Итак, за время того, как Ракуэнский льерд приблизился к ним, Эмелина, успев натянуть на себя маску воспитанной льерды, тут же, содрав её чуть не с мясом, задохнулась от чувств, рвавших на части.
— Приезжий, — зашипела магичка, дергая супруга за рукав — Этот, как его… Смотри, до чего он на тебя похож! Вы родня, что ли? Что ж ты сразу не сказал?
— Не выдумывай, — спокойным шепотом ответил Диньер — Какая ещё родня? Приветствую, льерд Ракуэн.

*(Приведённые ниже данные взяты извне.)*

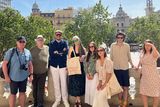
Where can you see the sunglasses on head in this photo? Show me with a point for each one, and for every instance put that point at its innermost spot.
(120, 37)
(21, 41)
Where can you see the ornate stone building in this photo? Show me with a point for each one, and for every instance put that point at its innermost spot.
(59, 17)
(4, 4)
(121, 21)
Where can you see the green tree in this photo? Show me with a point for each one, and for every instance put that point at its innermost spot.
(13, 24)
(143, 28)
(91, 25)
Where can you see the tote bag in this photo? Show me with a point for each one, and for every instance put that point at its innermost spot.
(73, 65)
(113, 86)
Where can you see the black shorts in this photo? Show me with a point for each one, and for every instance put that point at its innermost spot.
(122, 77)
(20, 85)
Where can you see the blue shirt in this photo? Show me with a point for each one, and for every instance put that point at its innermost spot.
(15, 73)
(58, 59)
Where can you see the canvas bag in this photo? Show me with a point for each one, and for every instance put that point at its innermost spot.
(73, 65)
(113, 86)
(8, 65)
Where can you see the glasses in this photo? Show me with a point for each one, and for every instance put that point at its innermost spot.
(76, 40)
(119, 37)
(91, 46)
(22, 42)
(101, 50)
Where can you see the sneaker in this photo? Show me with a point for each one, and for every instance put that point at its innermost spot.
(56, 103)
(66, 104)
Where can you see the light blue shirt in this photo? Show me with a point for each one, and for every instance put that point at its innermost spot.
(25, 57)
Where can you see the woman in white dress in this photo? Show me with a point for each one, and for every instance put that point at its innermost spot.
(91, 75)
(104, 67)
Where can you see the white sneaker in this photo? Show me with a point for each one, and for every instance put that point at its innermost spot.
(66, 104)
(56, 103)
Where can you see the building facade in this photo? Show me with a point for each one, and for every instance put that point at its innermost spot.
(121, 21)
(4, 4)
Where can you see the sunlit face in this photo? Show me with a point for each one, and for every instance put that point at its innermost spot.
(40, 41)
(147, 47)
(101, 52)
(58, 36)
(21, 44)
(120, 38)
(91, 47)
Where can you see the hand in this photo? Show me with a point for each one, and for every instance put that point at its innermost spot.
(99, 86)
(7, 79)
(30, 78)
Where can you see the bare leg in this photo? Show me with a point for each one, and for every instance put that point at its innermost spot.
(22, 98)
(12, 100)
(155, 101)
(145, 100)
(125, 96)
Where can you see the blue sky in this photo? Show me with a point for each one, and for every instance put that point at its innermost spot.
(133, 8)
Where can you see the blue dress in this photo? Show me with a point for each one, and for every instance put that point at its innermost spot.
(76, 86)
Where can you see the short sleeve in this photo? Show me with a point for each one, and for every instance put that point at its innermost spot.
(109, 66)
(7, 55)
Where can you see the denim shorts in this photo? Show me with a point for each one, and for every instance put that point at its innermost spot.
(122, 77)
(16, 86)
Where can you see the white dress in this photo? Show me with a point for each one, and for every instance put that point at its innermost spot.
(100, 98)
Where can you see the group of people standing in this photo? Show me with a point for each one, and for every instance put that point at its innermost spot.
(96, 71)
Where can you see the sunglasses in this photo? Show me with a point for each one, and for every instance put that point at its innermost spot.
(101, 50)
(120, 38)
(76, 40)
(21, 41)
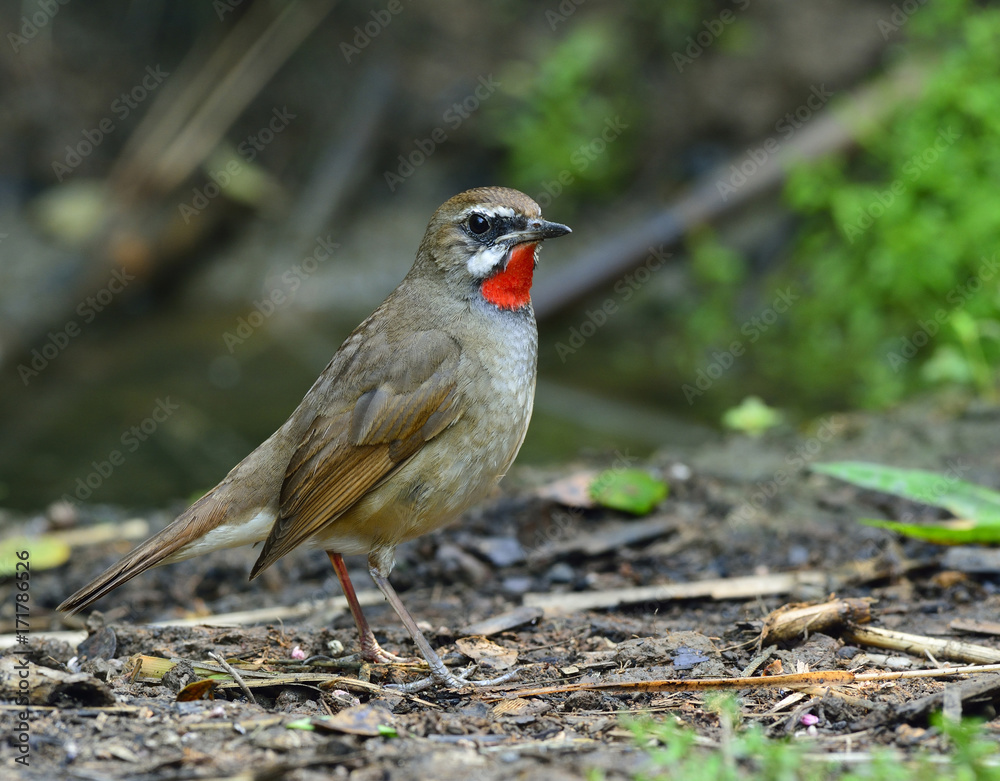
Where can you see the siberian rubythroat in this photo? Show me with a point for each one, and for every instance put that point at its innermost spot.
(418, 415)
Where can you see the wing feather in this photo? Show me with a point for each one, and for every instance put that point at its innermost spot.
(342, 456)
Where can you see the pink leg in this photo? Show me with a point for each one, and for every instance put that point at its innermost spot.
(371, 651)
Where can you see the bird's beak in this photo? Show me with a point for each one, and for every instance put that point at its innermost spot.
(536, 231)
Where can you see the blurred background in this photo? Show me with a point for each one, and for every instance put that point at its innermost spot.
(199, 200)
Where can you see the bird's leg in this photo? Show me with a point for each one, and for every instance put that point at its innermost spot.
(439, 673)
(371, 651)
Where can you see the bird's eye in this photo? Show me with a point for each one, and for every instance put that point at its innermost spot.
(478, 224)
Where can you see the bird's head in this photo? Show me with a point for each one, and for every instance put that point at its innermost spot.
(485, 241)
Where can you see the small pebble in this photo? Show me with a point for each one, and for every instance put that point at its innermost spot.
(517, 584)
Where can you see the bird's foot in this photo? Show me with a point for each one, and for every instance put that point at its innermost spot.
(451, 681)
(378, 655)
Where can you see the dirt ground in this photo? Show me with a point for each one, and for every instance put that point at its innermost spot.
(737, 507)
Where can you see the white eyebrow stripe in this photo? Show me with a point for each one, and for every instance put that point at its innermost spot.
(489, 211)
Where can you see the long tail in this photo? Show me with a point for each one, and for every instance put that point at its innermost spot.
(190, 527)
(151, 553)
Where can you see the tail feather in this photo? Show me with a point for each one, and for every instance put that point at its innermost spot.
(176, 542)
(151, 553)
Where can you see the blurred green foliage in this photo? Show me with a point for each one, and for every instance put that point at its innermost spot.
(897, 261)
(570, 125)
(563, 121)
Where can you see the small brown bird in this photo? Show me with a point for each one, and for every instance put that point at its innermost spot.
(418, 415)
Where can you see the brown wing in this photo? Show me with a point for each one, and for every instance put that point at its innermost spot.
(405, 395)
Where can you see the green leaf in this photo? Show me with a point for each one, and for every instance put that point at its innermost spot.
(950, 533)
(630, 490)
(965, 500)
(751, 416)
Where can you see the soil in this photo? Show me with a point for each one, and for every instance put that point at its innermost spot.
(730, 513)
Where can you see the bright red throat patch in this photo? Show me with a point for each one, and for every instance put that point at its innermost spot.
(511, 288)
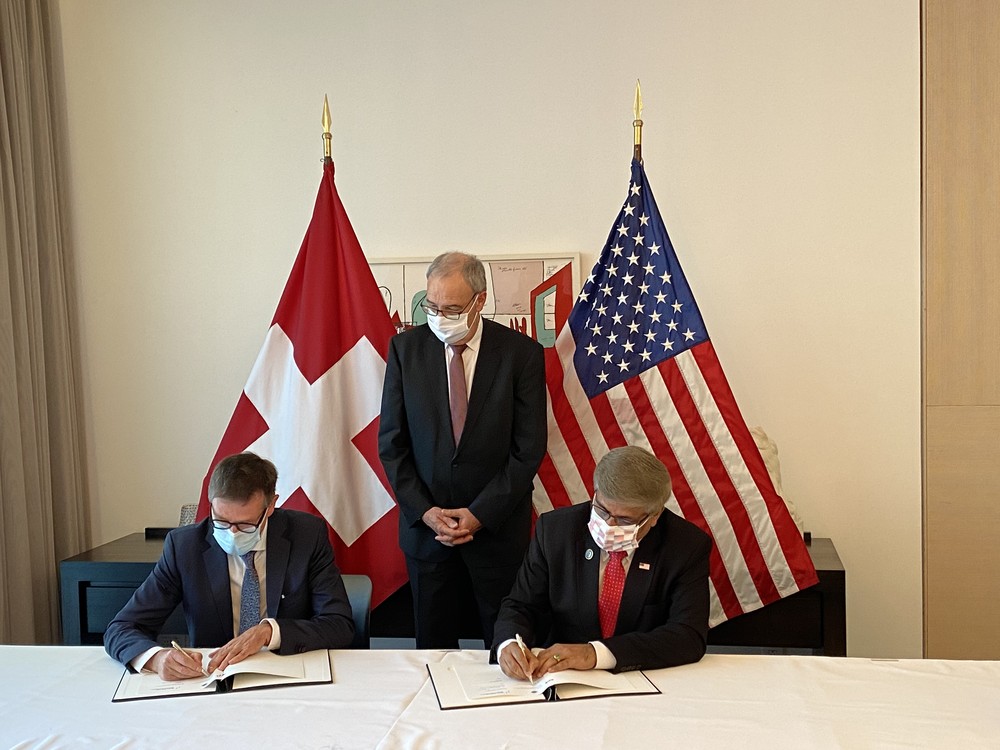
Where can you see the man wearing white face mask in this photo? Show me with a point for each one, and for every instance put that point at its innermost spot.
(620, 583)
(248, 577)
(461, 435)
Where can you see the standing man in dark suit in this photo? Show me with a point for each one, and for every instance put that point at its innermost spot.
(462, 433)
(619, 583)
(249, 577)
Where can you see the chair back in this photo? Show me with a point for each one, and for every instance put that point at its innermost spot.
(359, 592)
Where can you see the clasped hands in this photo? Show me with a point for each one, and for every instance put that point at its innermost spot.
(525, 665)
(172, 664)
(452, 526)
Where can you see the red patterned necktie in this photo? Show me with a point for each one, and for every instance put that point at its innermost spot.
(611, 593)
(458, 395)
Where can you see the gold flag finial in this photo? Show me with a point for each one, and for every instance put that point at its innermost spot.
(637, 122)
(327, 137)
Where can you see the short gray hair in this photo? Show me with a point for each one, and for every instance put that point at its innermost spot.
(238, 478)
(469, 266)
(633, 477)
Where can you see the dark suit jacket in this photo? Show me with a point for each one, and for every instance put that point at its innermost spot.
(491, 470)
(305, 593)
(663, 619)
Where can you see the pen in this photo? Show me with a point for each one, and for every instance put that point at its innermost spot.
(520, 644)
(188, 654)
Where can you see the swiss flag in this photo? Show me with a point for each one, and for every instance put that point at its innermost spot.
(311, 403)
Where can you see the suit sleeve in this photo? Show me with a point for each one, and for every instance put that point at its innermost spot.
(683, 636)
(330, 624)
(513, 482)
(526, 610)
(395, 448)
(135, 628)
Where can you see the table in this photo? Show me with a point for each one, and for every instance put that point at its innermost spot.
(60, 697)
(95, 585)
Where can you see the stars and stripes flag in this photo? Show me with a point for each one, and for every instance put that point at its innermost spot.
(312, 401)
(634, 366)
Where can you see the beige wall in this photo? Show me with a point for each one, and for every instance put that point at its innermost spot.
(782, 140)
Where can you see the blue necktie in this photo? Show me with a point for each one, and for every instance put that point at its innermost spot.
(250, 598)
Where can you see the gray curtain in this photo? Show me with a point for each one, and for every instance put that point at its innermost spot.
(43, 504)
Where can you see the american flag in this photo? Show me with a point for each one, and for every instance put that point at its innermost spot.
(634, 366)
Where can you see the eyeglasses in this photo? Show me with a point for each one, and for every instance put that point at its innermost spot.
(246, 528)
(449, 313)
(619, 520)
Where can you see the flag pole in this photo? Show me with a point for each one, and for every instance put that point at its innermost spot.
(637, 123)
(327, 137)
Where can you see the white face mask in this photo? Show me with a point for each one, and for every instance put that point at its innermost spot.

Подошедший Саццифир покивал головой, смерив гостей холодным и, казалось бы, равнодушным взором. Причем, если коснувшись Диньера, взгляд несколько потеплел, то на Эмелине же вновь превратился в лёд. Ненадолго и заинтересованно задержавшись на животе молодой магички, тут же ушел, оставив у той какое — то напряженное ощущение.
— Хорошо, что приехали, — голос Ракуэна был тяжел и глух, а тон ровен — И хорошо, что оба.
Вблизи маг выглядел ещё грознее, чем издали.
В самом деле, монолит… Скала! Каким — то образом напоминал он теперь порядком струхнувшей Ланнфель сразу и идола, высеченного из камня, и громадное, парадное здание Военной Академии, оставшееся у него за спиной. Причем здание то, хоть и осталось позади, однако совсем не отделившись от Саццифира казалось его продолжением, связанным невидимой пуповиной с Хозяином своим и Основателем.
— Доброе утро, льерд Саццифир, — опомнилась, наконец, Эмелина — Мы тоже очень рады, что… прибыли.
Последняя фраза прозвучала лживо. Даже для самой Эмми Ланнфель. Не умела, ну не умела она лгать правдоподобно! Не постигнувши тонкого искусства салонного вранья, она и сама теперь готова была под снег провалиться от стыда и неловкости. Хорошо отдавая себе отчет, что льерду Ракуэну также та «радость» резанула слух, льерда мучилась теперь, будучи уверена в том, что её сочтут провинциальной дурой и недоучкой. Что ж… Иногда мы все тщетно желаем казаться лучше, чем есть на самом деле, полностью игнорируя правду. Разве не так?